Other Electric Pickup Trucks Delayed
General Motors is also experiencing some lack of demand for its upcoming electric pickup trucks from Chevrolet and GMC. The company said it will delay the conversion of its Orion Assembly plant in Michigan, which was supposed to be repurposed for the production of the Chevrolet Silverado EV and GMC Sierra EV pickups, and will push production to late 2025 in order to “better manage capital investment while aligning with evolving EV demand.”

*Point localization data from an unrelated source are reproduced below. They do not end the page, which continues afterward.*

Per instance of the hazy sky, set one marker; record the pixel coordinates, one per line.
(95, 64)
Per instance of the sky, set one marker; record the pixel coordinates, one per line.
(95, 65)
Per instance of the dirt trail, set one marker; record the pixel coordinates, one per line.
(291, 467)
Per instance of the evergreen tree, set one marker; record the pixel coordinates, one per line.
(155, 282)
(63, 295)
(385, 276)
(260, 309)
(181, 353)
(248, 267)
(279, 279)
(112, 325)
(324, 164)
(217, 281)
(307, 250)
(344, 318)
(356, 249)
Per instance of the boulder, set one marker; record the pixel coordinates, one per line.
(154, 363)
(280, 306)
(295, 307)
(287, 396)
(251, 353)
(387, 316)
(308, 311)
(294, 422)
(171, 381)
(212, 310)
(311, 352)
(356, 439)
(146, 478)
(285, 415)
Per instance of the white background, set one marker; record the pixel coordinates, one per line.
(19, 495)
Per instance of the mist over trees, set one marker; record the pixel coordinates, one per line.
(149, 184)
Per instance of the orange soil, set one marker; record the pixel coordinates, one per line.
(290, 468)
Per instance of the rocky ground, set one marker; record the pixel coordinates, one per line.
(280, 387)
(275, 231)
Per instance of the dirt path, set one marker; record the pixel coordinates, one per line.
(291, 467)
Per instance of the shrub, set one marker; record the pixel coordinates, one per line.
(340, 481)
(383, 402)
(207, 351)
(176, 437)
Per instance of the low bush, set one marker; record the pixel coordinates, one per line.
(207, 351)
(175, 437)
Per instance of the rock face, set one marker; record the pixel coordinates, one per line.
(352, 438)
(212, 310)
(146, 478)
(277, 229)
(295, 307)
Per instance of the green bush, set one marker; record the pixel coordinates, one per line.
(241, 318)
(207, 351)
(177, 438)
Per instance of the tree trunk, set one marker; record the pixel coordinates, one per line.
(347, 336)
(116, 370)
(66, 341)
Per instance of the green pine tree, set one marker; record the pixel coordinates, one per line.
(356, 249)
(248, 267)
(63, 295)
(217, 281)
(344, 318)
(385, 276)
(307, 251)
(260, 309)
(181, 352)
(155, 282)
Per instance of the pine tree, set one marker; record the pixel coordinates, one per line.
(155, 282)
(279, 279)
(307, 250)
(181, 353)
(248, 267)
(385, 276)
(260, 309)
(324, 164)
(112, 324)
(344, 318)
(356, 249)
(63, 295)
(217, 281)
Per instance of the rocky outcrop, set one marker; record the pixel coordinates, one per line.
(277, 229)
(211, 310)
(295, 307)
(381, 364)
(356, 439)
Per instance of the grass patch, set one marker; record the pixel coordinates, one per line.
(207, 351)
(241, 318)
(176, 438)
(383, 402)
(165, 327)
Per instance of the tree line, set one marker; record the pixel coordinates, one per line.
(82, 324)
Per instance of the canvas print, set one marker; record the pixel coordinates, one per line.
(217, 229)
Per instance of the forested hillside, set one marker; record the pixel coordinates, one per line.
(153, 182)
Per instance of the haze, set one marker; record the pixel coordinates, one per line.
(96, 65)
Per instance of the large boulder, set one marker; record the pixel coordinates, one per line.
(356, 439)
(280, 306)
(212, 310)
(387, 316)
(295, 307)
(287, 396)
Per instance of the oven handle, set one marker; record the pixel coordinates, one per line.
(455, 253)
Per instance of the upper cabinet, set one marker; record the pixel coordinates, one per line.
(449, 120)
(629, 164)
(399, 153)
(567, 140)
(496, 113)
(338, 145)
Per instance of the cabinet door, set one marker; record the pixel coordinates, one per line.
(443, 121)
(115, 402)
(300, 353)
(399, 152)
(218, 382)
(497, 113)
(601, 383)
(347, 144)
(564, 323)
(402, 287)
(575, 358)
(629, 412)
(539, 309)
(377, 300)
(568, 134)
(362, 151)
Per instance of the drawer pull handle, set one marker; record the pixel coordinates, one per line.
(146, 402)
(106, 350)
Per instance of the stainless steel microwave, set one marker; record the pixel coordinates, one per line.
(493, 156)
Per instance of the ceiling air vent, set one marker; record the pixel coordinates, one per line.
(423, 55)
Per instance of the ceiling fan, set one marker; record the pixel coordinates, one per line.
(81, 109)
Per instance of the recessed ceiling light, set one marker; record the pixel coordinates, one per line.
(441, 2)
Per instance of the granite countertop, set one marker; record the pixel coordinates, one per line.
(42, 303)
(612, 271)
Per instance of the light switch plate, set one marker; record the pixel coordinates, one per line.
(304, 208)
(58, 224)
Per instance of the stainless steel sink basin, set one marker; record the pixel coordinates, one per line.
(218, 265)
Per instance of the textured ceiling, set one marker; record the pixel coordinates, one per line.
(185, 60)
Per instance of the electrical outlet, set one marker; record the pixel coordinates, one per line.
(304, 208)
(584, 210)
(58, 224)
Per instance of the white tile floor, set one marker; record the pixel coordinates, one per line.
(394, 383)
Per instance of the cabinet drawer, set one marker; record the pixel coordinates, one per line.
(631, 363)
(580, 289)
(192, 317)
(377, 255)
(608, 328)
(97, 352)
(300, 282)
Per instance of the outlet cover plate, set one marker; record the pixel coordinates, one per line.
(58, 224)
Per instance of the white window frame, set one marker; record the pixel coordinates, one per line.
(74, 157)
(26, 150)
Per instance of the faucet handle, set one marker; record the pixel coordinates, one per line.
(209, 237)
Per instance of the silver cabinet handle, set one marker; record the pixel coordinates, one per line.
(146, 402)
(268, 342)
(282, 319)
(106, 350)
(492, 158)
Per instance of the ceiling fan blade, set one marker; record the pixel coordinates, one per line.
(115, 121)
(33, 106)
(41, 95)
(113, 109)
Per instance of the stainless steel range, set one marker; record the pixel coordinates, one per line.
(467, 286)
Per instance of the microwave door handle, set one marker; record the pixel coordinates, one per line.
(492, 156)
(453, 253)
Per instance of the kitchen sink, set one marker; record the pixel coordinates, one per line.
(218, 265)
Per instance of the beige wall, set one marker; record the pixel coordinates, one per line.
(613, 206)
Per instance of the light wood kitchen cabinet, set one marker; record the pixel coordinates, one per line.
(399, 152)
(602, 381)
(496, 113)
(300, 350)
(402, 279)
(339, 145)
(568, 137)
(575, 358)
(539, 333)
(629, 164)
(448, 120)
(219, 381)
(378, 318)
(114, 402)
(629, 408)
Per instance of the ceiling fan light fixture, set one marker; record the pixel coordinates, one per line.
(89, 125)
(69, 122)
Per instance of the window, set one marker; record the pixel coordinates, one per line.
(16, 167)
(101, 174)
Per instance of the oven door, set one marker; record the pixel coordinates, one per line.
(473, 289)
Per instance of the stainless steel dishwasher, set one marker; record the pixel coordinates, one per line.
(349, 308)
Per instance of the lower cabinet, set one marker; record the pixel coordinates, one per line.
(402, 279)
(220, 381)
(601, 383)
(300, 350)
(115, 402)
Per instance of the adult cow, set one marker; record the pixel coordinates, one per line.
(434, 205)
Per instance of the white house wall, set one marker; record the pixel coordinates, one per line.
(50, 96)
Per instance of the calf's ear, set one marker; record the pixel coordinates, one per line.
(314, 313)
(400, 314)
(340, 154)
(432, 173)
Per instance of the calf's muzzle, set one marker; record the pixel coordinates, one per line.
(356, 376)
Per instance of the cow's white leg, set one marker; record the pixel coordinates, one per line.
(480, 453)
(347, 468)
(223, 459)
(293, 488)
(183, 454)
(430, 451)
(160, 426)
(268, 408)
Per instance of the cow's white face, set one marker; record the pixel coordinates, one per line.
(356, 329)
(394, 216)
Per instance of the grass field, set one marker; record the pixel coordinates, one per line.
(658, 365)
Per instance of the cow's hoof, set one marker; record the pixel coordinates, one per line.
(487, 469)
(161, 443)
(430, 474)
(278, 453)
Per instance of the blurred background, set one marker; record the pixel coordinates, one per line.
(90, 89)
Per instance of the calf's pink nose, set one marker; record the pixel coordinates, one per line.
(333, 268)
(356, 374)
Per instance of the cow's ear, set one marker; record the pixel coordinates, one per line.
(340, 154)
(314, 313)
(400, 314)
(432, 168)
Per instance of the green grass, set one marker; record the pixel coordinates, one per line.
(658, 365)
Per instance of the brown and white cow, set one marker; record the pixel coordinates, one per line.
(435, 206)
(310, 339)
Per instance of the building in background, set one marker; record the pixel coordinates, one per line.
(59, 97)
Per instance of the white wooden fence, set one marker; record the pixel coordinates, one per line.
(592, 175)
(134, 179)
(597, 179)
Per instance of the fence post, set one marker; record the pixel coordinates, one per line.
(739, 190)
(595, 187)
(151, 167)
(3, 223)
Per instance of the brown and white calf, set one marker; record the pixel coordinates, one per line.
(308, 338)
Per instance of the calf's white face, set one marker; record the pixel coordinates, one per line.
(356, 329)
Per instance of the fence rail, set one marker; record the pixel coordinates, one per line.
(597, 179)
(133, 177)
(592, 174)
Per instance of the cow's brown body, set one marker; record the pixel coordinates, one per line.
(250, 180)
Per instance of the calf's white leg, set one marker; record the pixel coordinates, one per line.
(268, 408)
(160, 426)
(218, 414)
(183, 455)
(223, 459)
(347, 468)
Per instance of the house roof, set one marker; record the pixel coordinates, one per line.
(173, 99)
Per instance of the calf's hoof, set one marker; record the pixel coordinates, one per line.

“Evolving EV demand” is the key phrase here. “Brands like Chevrolet, Ford, and GMC made assumptions about what percentage of their future truck sales would be electric trucks. It’s clear those assumptions were unrealistic based on the current and near-term future demand for these models,” iSeeCars analyst and longtime industry watcher Karl Brauer told Yahoo Finance.
Brauer noted that, compared to conventional trucks, electric pickup trucks cost more up front and require an even larger dedicated space to store and charge. “Now roll in their compromised real-world functionality, with shorter ranges even before adding passengers, payload, or a trailer, and your potential buyers get pretty scarce compared to traditional trucks.”
Rivian & Lifestyle Buyers
Things are a little different at Rivian, which manufactures what it refers to as “lifestyle vehicles.” It delivered 15,564 vehicles in the third quarter, beating Wall Street estimates and 23% more than in the second quarter. Rivian also confirmed its 52,000 unit 2023 production goal, as it tries to meet demand for its trucks.
Rivian never tried to address the work truck market like Ford and GM did. Instead, it targeted coastal and higher income buyers who were more interested in recreational activities. Though Rivian is far from profitable, it has been cutting costs and predicts it will become profitable in 2024.
Karl Brauer says Rivian’s success illustrates the variation in market appetite between adventure oriented electric pickups and electric work trucks. “The overwhelming majority of truck buyers purchase their vehicles to satisfy real world demands that no other vehicle can satisfy. It appears electric pickup trucks aren’t yet capable of satisfying those needs.”
“Tesla’s customer profile is all about early adopting, ensuring plenty of initial excitement for its first truck,” he added, “But Tesla’s buyers are not, by nature, truck buyers. And truck buyers, as we now know, are not by nature electric vehicle buyers. After the initial rush, Cybertruck sales will be like Model S and Model X sales — a fraction of Tesla’s total volume.”
Kevin Roberts has a slightly different take. “The elephant in the room is the coming Cybertruck. If it’s a hit, then we’ll probably see OEMs get more aggressive with launches.”
The UAW strike is probably forcing Ford, GM, and Stellantis to trim their spending somewhat. The strike has already cost them hundreds of millions of dollars, particularly because the union has targeted the factories that manufacture the most profitable models — SUVs and pickup trucks.
But the topic no one really wants to talk about is whether electric pickup trucks can do what conventional working pickups do — haul cargo, pull trailers, and so forth. The allure of onboard power to run power tools or V2H technology that can keep a home powered up for days during a grid outage is strong, but not strong enough to offset the developing narrative that electric pickup trucks just can’t do the job when there’s work to be done. Until that changes, they will likely remain in the slow lane in America.